The cool thing about Roger Ebert was that he wasn't all about movies, he was about life, and we all learned from his personal experiences. When Ryan Dunn of Jackass died in a one-person drunk driving accident in 2011, Roger tweeted the article with the statement "friends don't let jackasses drive drunk". Fellow Jackass member Bam Margera responded angrily to the post, tweeting that Ebert was a "fat fuck" and that "millions of people are crying right now". Ebert defended his post by stating that he was an alcoholic for years and quit drinking in 1979 thanks to the help of Alcoholics Anonymous.

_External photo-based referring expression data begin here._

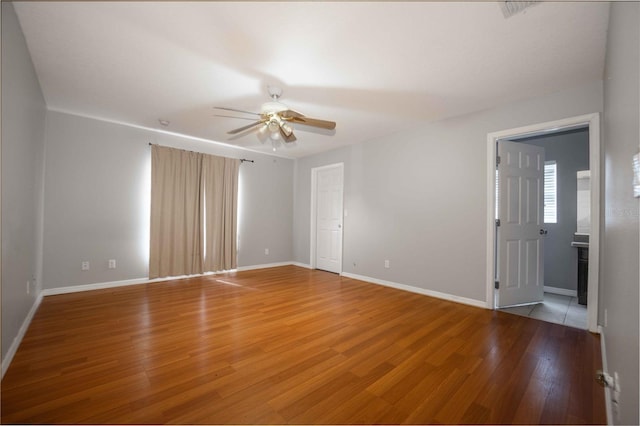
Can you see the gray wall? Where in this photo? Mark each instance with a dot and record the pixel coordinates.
(570, 151)
(419, 197)
(620, 275)
(97, 200)
(23, 123)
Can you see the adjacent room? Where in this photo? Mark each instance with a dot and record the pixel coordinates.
(320, 212)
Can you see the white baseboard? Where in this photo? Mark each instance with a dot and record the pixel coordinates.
(263, 266)
(95, 286)
(605, 368)
(561, 291)
(412, 289)
(137, 281)
(21, 332)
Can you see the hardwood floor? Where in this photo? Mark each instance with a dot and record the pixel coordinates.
(290, 345)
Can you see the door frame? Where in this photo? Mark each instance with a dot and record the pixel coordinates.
(314, 213)
(592, 122)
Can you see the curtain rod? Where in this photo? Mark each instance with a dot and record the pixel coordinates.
(242, 160)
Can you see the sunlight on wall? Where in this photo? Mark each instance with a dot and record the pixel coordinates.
(144, 209)
(241, 217)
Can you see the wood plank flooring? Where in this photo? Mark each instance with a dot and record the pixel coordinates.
(292, 346)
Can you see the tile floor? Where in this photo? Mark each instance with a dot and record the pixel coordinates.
(555, 308)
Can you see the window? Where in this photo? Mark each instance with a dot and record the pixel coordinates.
(550, 192)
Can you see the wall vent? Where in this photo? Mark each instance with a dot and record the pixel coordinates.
(513, 7)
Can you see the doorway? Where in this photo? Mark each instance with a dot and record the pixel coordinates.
(327, 188)
(564, 227)
(590, 122)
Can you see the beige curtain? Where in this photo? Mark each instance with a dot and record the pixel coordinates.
(194, 200)
(176, 213)
(220, 189)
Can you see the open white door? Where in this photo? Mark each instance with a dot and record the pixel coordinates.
(329, 193)
(520, 266)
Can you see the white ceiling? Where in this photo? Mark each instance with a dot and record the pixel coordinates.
(373, 67)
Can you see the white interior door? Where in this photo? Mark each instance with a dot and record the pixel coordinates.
(520, 260)
(329, 192)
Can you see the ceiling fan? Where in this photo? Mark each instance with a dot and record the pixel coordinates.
(277, 118)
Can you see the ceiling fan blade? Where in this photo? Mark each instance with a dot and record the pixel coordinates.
(231, 116)
(314, 122)
(238, 110)
(247, 127)
(287, 138)
(289, 113)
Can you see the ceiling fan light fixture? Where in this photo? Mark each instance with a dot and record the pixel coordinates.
(273, 125)
(286, 129)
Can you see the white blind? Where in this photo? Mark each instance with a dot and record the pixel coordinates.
(550, 192)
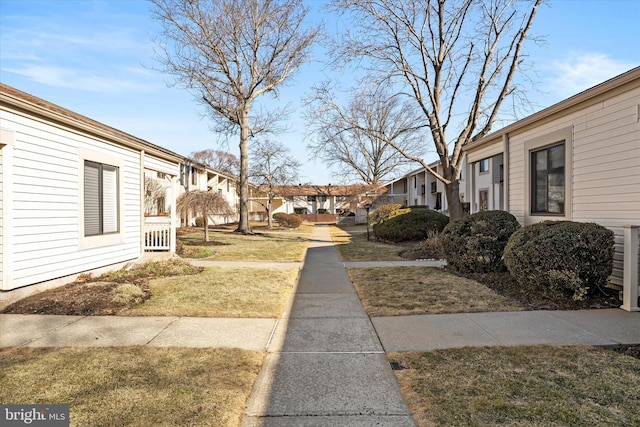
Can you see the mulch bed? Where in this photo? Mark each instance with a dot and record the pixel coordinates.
(506, 285)
(77, 299)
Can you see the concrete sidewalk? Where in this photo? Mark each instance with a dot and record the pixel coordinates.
(325, 364)
(438, 331)
(17, 330)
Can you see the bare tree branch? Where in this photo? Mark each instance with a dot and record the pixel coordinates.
(455, 60)
(272, 168)
(230, 52)
(363, 138)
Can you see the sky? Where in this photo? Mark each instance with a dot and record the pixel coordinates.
(95, 57)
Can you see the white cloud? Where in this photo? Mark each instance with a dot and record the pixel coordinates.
(77, 79)
(580, 71)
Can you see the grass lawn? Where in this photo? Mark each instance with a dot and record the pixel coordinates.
(220, 292)
(133, 386)
(352, 245)
(264, 245)
(399, 291)
(528, 386)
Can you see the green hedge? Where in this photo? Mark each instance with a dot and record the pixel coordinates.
(476, 242)
(572, 257)
(287, 220)
(409, 225)
(383, 212)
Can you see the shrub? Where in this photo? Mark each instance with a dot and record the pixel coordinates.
(475, 243)
(409, 225)
(429, 248)
(287, 220)
(573, 257)
(383, 212)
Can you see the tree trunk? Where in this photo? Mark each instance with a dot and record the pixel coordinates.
(452, 191)
(268, 209)
(244, 225)
(205, 222)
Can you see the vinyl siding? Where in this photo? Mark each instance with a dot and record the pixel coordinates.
(46, 203)
(605, 166)
(1, 224)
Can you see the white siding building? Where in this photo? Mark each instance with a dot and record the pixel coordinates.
(71, 195)
(577, 160)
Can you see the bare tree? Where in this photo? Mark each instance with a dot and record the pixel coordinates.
(365, 138)
(272, 168)
(229, 53)
(455, 59)
(219, 160)
(203, 203)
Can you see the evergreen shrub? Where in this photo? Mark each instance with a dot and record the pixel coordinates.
(567, 256)
(409, 224)
(475, 243)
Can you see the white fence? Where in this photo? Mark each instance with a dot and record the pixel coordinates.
(157, 234)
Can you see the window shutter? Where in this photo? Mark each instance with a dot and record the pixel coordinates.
(91, 199)
(110, 199)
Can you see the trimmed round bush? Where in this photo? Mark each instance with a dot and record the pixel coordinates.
(475, 243)
(409, 225)
(573, 257)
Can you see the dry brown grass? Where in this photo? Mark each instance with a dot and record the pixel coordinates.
(133, 386)
(276, 246)
(397, 291)
(525, 386)
(220, 292)
(353, 245)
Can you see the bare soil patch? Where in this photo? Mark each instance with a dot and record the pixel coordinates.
(539, 299)
(106, 295)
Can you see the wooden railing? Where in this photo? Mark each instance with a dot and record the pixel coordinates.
(157, 234)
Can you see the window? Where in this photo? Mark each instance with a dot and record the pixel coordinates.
(547, 180)
(194, 176)
(101, 204)
(484, 165)
(484, 200)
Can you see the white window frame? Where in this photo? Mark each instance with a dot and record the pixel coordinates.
(553, 138)
(485, 169)
(100, 240)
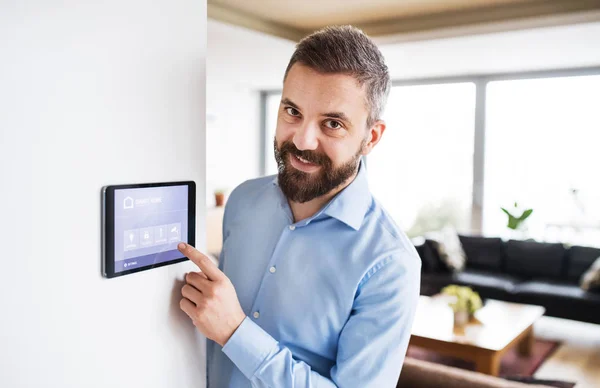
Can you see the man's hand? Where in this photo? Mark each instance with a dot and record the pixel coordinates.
(209, 298)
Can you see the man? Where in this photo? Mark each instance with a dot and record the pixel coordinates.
(316, 286)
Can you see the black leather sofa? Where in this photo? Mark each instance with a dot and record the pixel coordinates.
(528, 272)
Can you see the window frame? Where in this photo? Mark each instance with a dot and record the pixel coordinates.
(480, 81)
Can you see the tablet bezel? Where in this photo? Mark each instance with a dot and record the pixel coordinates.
(108, 225)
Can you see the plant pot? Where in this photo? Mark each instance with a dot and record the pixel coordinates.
(461, 318)
(219, 199)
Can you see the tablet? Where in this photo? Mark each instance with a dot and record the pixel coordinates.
(143, 223)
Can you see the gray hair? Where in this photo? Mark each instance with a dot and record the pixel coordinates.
(347, 50)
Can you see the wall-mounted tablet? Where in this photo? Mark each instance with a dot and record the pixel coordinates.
(143, 223)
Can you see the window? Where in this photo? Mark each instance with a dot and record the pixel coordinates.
(542, 151)
(422, 171)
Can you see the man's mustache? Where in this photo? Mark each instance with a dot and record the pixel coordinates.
(310, 156)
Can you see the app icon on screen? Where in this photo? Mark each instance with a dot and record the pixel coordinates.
(130, 240)
(175, 232)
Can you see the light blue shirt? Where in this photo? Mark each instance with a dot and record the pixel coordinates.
(330, 300)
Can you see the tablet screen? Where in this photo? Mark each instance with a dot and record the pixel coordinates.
(148, 224)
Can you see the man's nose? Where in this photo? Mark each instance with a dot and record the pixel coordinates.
(306, 137)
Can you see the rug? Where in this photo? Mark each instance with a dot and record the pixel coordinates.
(512, 364)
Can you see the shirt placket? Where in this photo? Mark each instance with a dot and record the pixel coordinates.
(271, 270)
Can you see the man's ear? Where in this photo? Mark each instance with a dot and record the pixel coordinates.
(374, 136)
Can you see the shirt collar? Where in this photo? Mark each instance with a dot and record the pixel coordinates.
(349, 205)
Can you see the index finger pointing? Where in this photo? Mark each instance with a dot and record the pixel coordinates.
(204, 263)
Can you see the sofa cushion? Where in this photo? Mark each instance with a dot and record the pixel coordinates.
(483, 252)
(534, 259)
(590, 280)
(485, 280)
(580, 260)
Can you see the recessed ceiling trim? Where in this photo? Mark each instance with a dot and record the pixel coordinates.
(496, 18)
(231, 16)
(489, 14)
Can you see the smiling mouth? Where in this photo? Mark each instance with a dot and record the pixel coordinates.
(302, 164)
(305, 161)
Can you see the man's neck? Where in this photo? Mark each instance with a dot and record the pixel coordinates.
(302, 211)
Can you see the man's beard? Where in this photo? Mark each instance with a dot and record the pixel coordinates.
(299, 186)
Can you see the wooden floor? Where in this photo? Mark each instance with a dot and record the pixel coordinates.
(578, 358)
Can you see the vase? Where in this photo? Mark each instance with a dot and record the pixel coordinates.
(461, 318)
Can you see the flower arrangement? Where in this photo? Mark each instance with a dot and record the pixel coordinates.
(464, 299)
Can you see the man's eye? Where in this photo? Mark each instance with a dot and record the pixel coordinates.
(292, 111)
(332, 124)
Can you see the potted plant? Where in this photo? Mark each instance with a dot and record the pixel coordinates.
(516, 220)
(219, 197)
(464, 302)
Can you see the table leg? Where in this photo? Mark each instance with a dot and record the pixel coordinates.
(526, 345)
(488, 364)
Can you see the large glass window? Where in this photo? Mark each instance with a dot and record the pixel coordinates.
(542, 152)
(422, 170)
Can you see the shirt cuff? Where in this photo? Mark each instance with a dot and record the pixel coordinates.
(249, 347)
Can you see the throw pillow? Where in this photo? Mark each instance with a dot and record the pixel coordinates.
(449, 248)
(590, 281)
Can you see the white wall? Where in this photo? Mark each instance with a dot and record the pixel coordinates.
(94, 93)
(240, 63)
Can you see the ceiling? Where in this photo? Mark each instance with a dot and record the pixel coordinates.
(293, 19)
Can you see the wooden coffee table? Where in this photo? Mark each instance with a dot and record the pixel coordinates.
(497, 327)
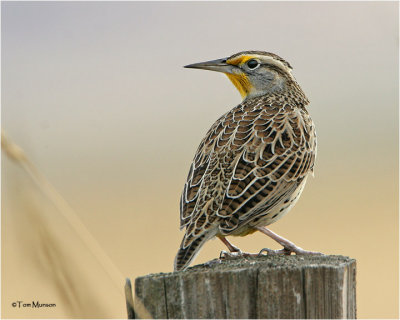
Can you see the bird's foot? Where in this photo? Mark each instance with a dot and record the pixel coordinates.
(236, 254)
(283, 251)
(288, 251)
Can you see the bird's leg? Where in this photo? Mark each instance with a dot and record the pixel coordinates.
(230, 246)
(288, 247)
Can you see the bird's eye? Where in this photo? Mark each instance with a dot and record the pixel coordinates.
(253, 63)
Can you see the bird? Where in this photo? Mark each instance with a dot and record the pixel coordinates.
(253, 163)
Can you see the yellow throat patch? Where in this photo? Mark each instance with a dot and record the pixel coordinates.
(240, 81)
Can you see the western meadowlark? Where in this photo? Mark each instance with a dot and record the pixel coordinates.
(253, 163)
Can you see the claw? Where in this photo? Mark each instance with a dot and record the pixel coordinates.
(283, 251)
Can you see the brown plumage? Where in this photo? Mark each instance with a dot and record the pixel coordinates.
(252, 165)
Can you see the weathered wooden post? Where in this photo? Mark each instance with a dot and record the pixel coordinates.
(302, 287)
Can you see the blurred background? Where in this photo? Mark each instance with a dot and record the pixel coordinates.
(96, 96)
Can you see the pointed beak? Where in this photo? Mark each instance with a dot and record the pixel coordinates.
(218, 65)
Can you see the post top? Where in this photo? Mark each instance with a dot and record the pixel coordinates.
(264, 262)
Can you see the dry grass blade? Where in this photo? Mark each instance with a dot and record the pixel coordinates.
(15, 153)
(77, 295)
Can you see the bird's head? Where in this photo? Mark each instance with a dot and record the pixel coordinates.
(254, 73)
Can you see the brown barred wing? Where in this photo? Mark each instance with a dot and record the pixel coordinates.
(274, 161)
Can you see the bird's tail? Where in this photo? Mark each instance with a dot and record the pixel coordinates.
(187, 253)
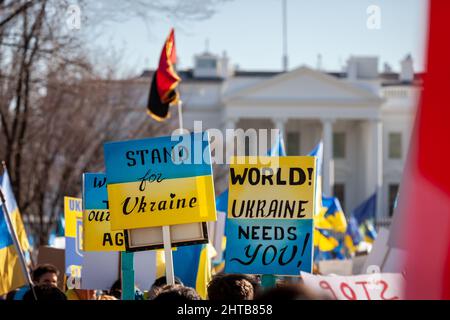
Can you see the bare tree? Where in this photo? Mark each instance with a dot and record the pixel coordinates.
(57, 109)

Ebert was a long-time Democrat and a secular humanist who gave out positive reviews to Dogma and The Passion of the Christ, two films that didn't quite see eye-to-eye regarding religion. He was also close pals with filmmaker Michael Moore; when he won the Best Documentary Oscar for Bowling For Columbine in 2003, it was Ebert who told Moore to present a politically-charged speech directed at president Bush's war policies. Despite a few boos from the crowd, It would help cement Moore as a voice against the Iraq War and a champion for the middle class.

Moore paid tribute to Ebert Thursday night by putting up "THANK YOU ROBERT EBERT A MILLION THUMBS UP" on the marquee at his State Theatre in Traverse City, MI.

When news of Roger's death came out, one person tweeted that God had to fire somebody because he took Roger Ebert and not rival film critic Michael Medved instead. Bear in mind that Medved - a conservative pundit - was one of Ebert's replacements on Sneak Previews when he and Siskel went to commercial TV.

Roger Ebert wasn't just a man who gave out film reviews, he gave out reviews on life. If something was good, it was thumbs up. Not so good? Vice versa. In a world like this, we needed him, and needed him now. True, Richard Roeper's still with us, and there's sites like Rotten Tomatoes and IMDB that measure everybody's opinions, but they were no match to what Ebert had to say. Roger helped change Hollywood - and the world - for the better, and his passing will leave a void on life in general. There will be nobody like him ever again.

See ya, Roger. Maybe you'll now get to see and review The Way of All Flesh, all ten hours of GreedThe Rogue Song and just about any other film we'll never get to see.